The commonly used instrumental detection methods for cotton impurity include the gravimetric methods, the geometric methods and the spectroscopy methods. The gravimetric methods are mainly used to separated impurities and fiber. For example, the saw impurity analyzer which is the standard method to measure the impurity content of LC in China separates the botanical impurities and cotton fiber using the differences in densities and volumes of them.
The geometric methods are mainly used to detect the impurity content. For example, Lieberman et al.4–7 used neural networks and learn vector quantization methods to detect impurities in LC, the impurities in large cotton lump has also been detected; Li et al. 8 proposed a method which extracted the feature vectors with Gabor Operator and the white foreign fibers were separated in the binary image composited using the feature vectors.
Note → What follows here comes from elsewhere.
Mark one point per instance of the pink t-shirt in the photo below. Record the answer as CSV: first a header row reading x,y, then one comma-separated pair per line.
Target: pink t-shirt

Zhang et al. 9 proposed a method for the identification of impurities in SCHCP with machine vision using the support vector machine classifier optimized with genetic algorithm.
The spectroscopy methods are also mainly used to detect the impurity content. For example, Fortier et al.10,11 acquired the FT-NIR spectral characteristics of hull, leaf, seed, stem of cotton, and identified the cotton impurity components with a NIR spectral database, the identification accuracy was as high as 98% when the spectrum of impurity of new sample was compared with the reference spectral library. Rodgers et al. 12 monitored the micronaire of cotton fiber with a portable NIR instrument. Liu et al. classified the cotton samples into different level using the models between cotton samples and their spectra (220–2200 nm), the results indicated that using the model in the bands of 1105–1700 nm could reach an acceptable separation; Liu et al.13–15 found there were large differences between the spectra (1200–900 cm−1) of the mature and immature cotton fiber. Allen et al. 16 used a FT-IR spectral database to classify cotton samples into different impurity levels. Gamble and Foulk 17 built the partial least squares (PLS) models of six botanical trash types using fluorescence spectroscopy and the models of leaves and hull were capable of predicting individual trash component with a high degree of confidence. Gaitán-Jurado et al. 18 determined the moisture content and impurity level of SC using NIR spectra. For moisture, the best model was obtained using PLS regression method, the first derivate, drying method, standard normal variate (SNV), and detrending as the pretreatment method.
The geometric methods and the spectroscopy methods are often combined to detect cotton impurities and other features of cotton fiber. For example, Zhang et al. 19 inspected foreign matter the surface of LC using the method of liquid crystal tunable filter hyper-spectral image with spectral ranging from 900 to 1700 nm. Mustafic et al.20,21 found fluorescent imaging apparatus with blue and UV light excitation sources could be a promising method for cotton foreign matter detection. Jia and Ding 22 transformed the discriminations of the absorption characteristic of cotton fibers and foreign fibers at the NIR band to image features, then an image segmentation algorithm was selected for extracting foreign fiber objects from cotton background. The high volume instrument (HVI) incorporates both spectroscopy and imaging, can measure multi-indexes of LC, such as the color grade, the length, the strength, and the fineness of cotton fiber, etc. HVI can also measure the impurity content of LC in the way of counting the number of impurities and the percentage of total surface area of impurities. 23
In summary, it can be found that there are many researches to detect the impurity of LC, while there is almost no research on the detection of the impurities of SC. The impurity content of SC is much larger than the impurity content of LC, especially large quantity of stems, hulls, and leaves of cotton plant become comingled with cotton fiber in SC harvested with cotton-picker (SCHCP); The other reason is SC contains cotton seeds while LC do not. In this research, NIR spectroscopy is investigated to detect the impurity content (mainly refers to stems, hulls, and leaves of cotton plant) of SCHCP. The partial least square (PLS) models between the diffuse reflection NIR spectra and the impurity content of SCHCP.
Materials and methods
The whole experiment mainly contains four steps: sampling and sample preparation, NIR spectra acquisition, separate impurity from cotton, mathematical modeling, as shown in Figure 1.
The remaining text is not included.